People do lament poverty and the consolidation of wealth into owners through the displacement of the worker.
Just because we run swiftly in front of the whip of capitalism does not mean we should dismiss those who trip and fall. We should be angry that there is a whip at all.
Honestly we can’t fight the inevitable. The solution for those workers is getting a education and specializing. Its doesn’t mean a university either it can be a trade school or even an apprenticeship
There’s only so many tradesmen that are needed though. You get 20% of the unskilled labour market to specialize and all of a sudden every trades sector is over saturated.
Which means all the salaries go down, and the rich just keep getting richer.
Usually what’s happened in the past is that new jobs become economical. If every possible job is replaced then that’s the new territory.
I’m highly, highly skeptical this robot doesn’t suck, though. They say it won’t fully replace their workers, and I suspect that’s because it’s going to get stuck around a tricky corner or tangled in a loose pieces of packing tape constantly.
Then people will find new things to do. The extra man hours can be dedicated towards the manufacture of luxury products, art, and other less utilitarian items.
I do worry about the transition period, however. Mass unemployment isn’t a permanent problem, but in the short term it can be a very severe problem.
In the words of my old economics teacher, subsidizing a steel plant just because you don’t want to fire people may be inefficient, but do you really want to go walk in and tell a bunch of big steel workers their work is no longer worth it?
I don’t believe that’s how it works. Right now there is a ton of demand for skilled labor and I don’t foresee that changing
The unskilled labour market is a lot of people. Using Canadian job data, assuming “service” jobs to be “unskilled” and “goods producing” to be “skilled” that’s 14M to 3M jobs.
Take just 20% of the unskilled jobs market and turn it to skilled jobs you almost double it to 5.8M
I don’t think you can almost double the skilled labour market and not have negative consequences, there’s not that much demand.

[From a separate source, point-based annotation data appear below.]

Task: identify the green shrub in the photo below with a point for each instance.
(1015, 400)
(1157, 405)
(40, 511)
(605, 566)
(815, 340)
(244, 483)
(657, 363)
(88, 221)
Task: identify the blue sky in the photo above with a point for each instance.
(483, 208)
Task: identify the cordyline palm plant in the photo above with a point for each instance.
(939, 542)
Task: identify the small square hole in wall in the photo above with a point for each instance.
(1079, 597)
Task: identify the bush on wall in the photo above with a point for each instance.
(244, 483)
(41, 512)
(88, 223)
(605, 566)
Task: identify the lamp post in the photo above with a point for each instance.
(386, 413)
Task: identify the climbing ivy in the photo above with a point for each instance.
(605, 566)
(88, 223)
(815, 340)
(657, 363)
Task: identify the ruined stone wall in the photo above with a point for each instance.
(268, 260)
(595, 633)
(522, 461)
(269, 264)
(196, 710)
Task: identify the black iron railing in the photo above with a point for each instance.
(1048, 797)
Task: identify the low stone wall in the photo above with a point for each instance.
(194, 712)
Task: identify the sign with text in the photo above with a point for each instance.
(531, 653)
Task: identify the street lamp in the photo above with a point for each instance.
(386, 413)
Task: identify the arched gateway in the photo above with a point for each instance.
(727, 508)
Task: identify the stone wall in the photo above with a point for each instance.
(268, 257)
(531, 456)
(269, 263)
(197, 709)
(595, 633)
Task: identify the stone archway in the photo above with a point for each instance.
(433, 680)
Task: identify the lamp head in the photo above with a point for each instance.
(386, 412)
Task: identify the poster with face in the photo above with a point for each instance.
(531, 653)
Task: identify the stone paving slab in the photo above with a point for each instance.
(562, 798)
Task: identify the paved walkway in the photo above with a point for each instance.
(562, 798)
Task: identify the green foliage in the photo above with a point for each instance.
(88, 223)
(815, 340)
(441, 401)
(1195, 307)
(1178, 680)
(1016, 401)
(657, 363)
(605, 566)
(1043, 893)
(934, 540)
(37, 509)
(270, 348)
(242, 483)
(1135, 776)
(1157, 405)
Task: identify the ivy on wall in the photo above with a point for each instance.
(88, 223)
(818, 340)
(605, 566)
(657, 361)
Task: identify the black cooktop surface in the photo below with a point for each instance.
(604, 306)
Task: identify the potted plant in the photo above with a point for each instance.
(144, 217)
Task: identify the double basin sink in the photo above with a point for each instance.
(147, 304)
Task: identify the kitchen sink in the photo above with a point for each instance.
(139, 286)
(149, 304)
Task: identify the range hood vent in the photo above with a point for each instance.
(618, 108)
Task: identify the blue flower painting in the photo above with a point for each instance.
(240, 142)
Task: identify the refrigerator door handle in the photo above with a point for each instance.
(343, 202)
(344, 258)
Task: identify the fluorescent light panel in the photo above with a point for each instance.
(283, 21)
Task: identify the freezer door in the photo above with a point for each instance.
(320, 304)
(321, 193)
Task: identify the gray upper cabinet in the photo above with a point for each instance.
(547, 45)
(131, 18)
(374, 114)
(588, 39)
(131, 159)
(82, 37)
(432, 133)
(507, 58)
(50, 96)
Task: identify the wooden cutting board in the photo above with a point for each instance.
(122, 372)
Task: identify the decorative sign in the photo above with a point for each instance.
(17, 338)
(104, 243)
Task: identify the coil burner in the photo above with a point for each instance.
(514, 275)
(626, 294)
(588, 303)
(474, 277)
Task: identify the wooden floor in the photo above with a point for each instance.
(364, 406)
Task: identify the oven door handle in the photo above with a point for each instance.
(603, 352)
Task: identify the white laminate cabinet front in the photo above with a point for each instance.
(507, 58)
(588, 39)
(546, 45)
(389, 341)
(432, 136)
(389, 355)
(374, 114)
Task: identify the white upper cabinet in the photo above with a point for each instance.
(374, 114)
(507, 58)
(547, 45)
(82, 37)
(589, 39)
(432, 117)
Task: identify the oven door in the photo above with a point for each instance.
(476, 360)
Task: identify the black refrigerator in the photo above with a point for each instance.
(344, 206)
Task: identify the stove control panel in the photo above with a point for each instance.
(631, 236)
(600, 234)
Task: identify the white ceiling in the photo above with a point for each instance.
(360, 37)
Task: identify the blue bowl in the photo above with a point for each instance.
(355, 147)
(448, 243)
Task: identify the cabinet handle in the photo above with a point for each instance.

I mean replacing jobs that are basically just being a humanoid robot is actually not a bad thing…
It wouldn’t be if the generation of jobs that aren’t just being a humanoid robot was 1:1 with their replacement. Instead, we’re just treading the edge of forcing people out of the workforce with nothing for them to go to that’s in the forced-out’s skillset. Where’s the training-up, as opposed to the forcing-out?
Further, are we really just gonna take Amazon at their word regarding “oh, they’re meant to work collaboratively with a human workforce, not replace them!” Cause I sure as shit don’t.
You simply don’t need so many people when you replace humanoid robots with actual robots…
And what’s the recompense for the ones who “aren’t needed”? “Wish you luck, get out”? They’re just supposed to make a not-nearly-enough unemployment check stretch because some shitbag C-suite deemed them unnecessary and/or not worth paying? The seemingly naively-optimistic IFLS angle on robotics is going to only exacerbate the “motherfuckers aren’t hiring” crisis we’re still living through.
I get what you mean, but what are millions of people going to do for work instead?
Digit costs about $10 to $12 an hour to operate right now, based on its price and lifespan, but the company predicts that cost to drop to $2 to $3 an hour plus overhead software costs as production ramps up, Agility Robotics CEO Damion Shelton told Bloomberg.
So the guy selling robots makes that unsubstantiated claim and works in a qualifier about software fees because even using fake numbers they know they’ll never actually be that low.
Also, nothing stops encouraging the robots to join a union using the methods Teamsters usually employ.
What’s their productivity compared to a person? And uptime with maintenance or troubleshooting? I don’t doubt that eventually they’ll be better, but I don’t know if that time will be any time soon.